Wednesday, 23 September 2015

TANDQ 04: Riffing On Khan

In 2014-2015 I wrote an education column called "There Are No Dumb Questions" for the website "MuseHack". As that site has evolved, I have decided to republish those columns here (updating the index page as I go) every Wednesday. This fourth column originally appeared on Thursday, July 3, 2014.

How can you tell when criticism is justified?

Look for certain telltale signs. I’ll expand on that below, after I tell you what Khan Academy has in common with old movies. Specifically, about something called “Mystery Teacher Theatre 2000”.

Odds are good that you’ve heard about Khan Academy. But let me quickly recap the history. Ten years ago, in 2004, Salman Khan posted videos on YouTube to help his cousin with seventh grade math. YouTube being a public forum, he got positive feedback not just from relatives, but from many people. Thus the not-for-profit “Khan Academy” was created, and in 2009, Khan decided to turn this hobby of making videos into his profession, quitting his job as a hedge fund analyst. In 2010, Bill Gates advocated for Khan at the Aspen Ideas Festival. That same year, “Khan Academy” won one of 5 two million dollar prizes from Google. In 2011, Salman Khan gave a TED Talk about using his videos to reinvent education. In 2012, he was featured on “60 Minutes” and he was listed (as an educator) among “The World’s 100 Most Influential People: 2012” in Time Magazine. But something else also happened in 2012.

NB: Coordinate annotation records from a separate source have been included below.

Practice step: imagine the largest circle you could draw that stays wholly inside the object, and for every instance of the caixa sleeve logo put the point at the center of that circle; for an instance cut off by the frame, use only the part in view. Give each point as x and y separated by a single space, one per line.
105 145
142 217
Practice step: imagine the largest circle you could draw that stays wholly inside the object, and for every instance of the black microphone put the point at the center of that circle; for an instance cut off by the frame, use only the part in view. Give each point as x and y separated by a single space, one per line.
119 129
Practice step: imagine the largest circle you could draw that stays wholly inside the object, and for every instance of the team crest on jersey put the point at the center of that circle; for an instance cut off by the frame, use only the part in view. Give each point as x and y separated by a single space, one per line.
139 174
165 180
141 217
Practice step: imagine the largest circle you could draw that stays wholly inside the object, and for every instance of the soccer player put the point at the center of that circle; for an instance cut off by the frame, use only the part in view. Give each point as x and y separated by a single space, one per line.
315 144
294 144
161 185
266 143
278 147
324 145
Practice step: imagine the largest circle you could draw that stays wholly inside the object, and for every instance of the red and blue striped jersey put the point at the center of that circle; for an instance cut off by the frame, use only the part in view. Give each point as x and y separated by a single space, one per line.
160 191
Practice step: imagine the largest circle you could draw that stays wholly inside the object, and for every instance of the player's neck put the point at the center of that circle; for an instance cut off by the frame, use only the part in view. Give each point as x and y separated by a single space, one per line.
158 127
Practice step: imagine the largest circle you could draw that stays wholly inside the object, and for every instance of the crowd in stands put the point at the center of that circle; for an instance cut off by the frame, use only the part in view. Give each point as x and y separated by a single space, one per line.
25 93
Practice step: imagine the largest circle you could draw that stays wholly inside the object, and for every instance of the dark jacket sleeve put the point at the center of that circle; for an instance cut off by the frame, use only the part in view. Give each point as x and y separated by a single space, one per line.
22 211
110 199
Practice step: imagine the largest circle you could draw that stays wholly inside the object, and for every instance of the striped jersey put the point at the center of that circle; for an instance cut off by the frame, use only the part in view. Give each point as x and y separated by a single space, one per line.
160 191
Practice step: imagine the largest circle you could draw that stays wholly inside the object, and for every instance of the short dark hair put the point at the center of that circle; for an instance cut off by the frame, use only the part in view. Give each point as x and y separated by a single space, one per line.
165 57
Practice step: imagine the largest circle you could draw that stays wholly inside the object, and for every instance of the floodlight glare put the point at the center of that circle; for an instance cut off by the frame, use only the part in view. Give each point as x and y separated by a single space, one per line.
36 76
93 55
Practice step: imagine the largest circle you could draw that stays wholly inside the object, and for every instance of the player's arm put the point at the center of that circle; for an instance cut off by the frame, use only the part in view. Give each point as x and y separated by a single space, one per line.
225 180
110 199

The “Mystery Teacher Theatre 2000” (MTT2K) videos began in June 2012. Two professors (Dave Coffey and John Golden) watched a Khan video, commenting in the style of “Mystery Science Theatre 3000” to “get a conversation started”. Justin Reich and Dan Meyer picked up on this idea, sponsoring an MTT2K prize for video critiques. (Incidentally, Meyer also has the credentials of a TED Talk, in 2010.) And conversation did occur. The media reported on the issue. Khan himself responded to one critic in The Washington Post. Many teachers made MTT2K videos (mine among them), the winning video looking at “What if Khan Academy was made in Japan?” And in fact, the very idea of videos being used for instruction had been critiqued a year earlier, in 2011 - here’s Veritasium’s look at “Effectiveness of Science Videos”. Increasing confidence in the wrong answers? That can’t be good!

Haters Gonna... Wait

Hopefully you’ve noticed that at least some of the criticism levelled at video instruction is valid. Don’t get me wrong - I’m not saying all criticism is valid, or that you should let a few people talk you out of pursuing your dreams. But I do think that this story illustrates how easy it can be for any of us to dismiss criticism of our work as “THEY don’t understand”. (Particularly when, as in Khan’s case, you have people in high places who are on your side.) So, to return to the original question, what are the signs that your critics may have a point, as opposed to just “haters gonna hate”?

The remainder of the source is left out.